All Jo hears is me saying, Really Mark, Yes Mark, That sounds interesting Mark. I put the phone down. You’ll never believe…I start. What are you getting up to now, she says. No, no, that wasn’t Mark Avery, I say, that wasn’t about wearing Hen Harrier suits, that was Mark Constantine and he wants me to come and work at Lush…

Now I’d been after Mark for an interview about The Sound Approach for a while but I don’t really know much about Lush at this point. I know they’re based in Poole and that their shops have a distinctive scent that leaves a trail down the high street that’s almost visible. And I have the feeling that most of the staff are younger than my own daughter. But I do know that what Mark sketched out over the phone sounds right up my street. While I have reservations I head down to meet him the following week with a bag full of ideas.

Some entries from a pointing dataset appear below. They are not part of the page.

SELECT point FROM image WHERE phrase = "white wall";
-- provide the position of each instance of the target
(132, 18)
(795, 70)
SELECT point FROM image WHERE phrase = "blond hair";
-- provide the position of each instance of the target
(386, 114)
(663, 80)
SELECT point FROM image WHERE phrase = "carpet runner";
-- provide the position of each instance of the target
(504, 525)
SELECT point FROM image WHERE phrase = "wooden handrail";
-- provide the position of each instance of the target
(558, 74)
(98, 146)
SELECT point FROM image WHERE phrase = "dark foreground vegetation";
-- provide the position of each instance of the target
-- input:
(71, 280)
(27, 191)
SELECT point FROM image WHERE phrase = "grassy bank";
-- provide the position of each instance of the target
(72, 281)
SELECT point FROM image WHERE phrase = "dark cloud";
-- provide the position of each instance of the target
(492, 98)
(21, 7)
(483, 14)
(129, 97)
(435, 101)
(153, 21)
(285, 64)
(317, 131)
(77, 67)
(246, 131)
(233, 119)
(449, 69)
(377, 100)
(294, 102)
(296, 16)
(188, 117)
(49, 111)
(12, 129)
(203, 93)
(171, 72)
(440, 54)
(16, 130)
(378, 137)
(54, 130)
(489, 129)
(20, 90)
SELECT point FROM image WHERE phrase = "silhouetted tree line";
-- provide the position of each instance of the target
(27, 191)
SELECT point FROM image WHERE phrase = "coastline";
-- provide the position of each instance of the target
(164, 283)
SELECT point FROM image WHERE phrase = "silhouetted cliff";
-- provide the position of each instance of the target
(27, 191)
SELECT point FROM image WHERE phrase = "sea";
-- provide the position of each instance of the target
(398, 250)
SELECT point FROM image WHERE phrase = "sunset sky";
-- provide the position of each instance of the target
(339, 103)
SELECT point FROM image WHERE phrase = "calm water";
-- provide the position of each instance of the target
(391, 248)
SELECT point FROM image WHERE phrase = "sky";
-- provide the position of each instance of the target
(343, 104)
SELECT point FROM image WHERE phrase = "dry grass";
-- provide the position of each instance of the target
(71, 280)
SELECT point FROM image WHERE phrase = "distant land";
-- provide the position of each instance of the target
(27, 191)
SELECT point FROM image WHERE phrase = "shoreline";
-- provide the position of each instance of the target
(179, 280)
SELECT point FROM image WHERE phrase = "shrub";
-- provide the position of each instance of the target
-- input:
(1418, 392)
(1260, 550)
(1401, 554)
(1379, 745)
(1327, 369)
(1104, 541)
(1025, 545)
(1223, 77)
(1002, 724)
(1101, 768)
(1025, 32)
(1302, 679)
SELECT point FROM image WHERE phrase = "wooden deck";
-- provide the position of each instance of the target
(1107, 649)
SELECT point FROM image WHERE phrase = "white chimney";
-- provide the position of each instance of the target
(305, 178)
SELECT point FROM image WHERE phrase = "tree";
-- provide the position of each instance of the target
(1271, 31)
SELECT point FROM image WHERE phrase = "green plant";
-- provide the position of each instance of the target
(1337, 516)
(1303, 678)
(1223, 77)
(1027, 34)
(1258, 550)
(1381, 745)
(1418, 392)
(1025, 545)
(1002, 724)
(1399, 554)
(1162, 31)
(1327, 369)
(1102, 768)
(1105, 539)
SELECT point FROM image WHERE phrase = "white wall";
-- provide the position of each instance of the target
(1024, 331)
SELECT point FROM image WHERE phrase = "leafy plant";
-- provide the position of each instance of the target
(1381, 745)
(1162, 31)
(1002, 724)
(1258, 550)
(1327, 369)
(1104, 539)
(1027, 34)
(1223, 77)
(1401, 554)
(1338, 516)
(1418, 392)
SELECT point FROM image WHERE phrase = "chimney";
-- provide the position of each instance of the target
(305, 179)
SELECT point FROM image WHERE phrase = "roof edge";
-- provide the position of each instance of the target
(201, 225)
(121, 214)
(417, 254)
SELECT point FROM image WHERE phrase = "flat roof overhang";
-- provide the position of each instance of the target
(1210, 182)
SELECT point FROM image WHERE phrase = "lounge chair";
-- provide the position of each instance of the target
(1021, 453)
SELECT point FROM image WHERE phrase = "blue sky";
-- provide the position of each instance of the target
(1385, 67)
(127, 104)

Mark is disarmingly informal. I know I’m being sounded out, but we talk about birds and the countryside and what’s happening in the Med to Blackcaps. Then he says he’s listened to a podcast I’d recorded about neonicotinoid insecticides with Dave Goulson, Professor of Biology at the University of Sussex. He’s listened to others too (a surprisingly large number of them as it turns out) but that, to coin a phrase, was the interview that got me the interview. And Mark wants more of the same. Lush is setting up a new media project and he wants me to make the podcasts.

Of course I say yes. Within a few weeks I’ll have learnt that it’s using as little packaging as possible that means perfumes are free to rise above the Big Macs and the coffee grounds, and that someone is after Mark for something all of the time. I’ll have found out about Charity Pot (a re-distribution scheme where customers give to the Hunt Sabs and a thousand other grassroots organisations in exchange for skin cream), and the conservation projects that I thought I knew all about without having any idea how often Mark seemed to be involved in them. How ethics permeates the company like an essential oil. I was hooked. I still am.

So, jump forward a few years. It’s mid-2019. I’ve made well over a hundred podcasts now, on everything from coal mining to roadside verges and ocean plastics. I’ve chaired debates, interviewed the founders live on stage, met mixing wizards and learned what oud is. My media colleagues have written a website full of articles. We’ve held the Lush Summit in London, a sensory-overloading three day multi-colour gathering of campaigners and activists from around the world. And throughout the company we’ve recycled and regenerated and come close to zero waste

In the meantime there’s also been Chris Packham and ‘A People’s Manifesto for Wildlife’. Extinction Rebellion and Wild Justice. Revive and Our House Is On Fire. There’s just been Carsington Water and too few swallows in southern England. And there’s the Birds of Poole Harbour with its office down on the quay and its Osprey reintroduction and boat trips.

Paul, Mark, and I are in that office talking about things. Given the rather precarious situation environment-wise we’re thinking about what comes next. We’ve done a lot but we’re not quite reaching the audience we’d hoped to. There’s a feeling something’s missing. A focus perhaps. Mark is saying that there are too few swallows in southern England this year because there are too many pesticides and too few insects. I’m wondering why I don’t follow-up more on the projects Lush supports. How about that manifesto, I say. What have the ministers been doing since it came out? Paul is present but he’s really out across the harbour with the chicks and the volunteers. And worrying about what happens to Ospreys on migration. What happens to all birds on migration.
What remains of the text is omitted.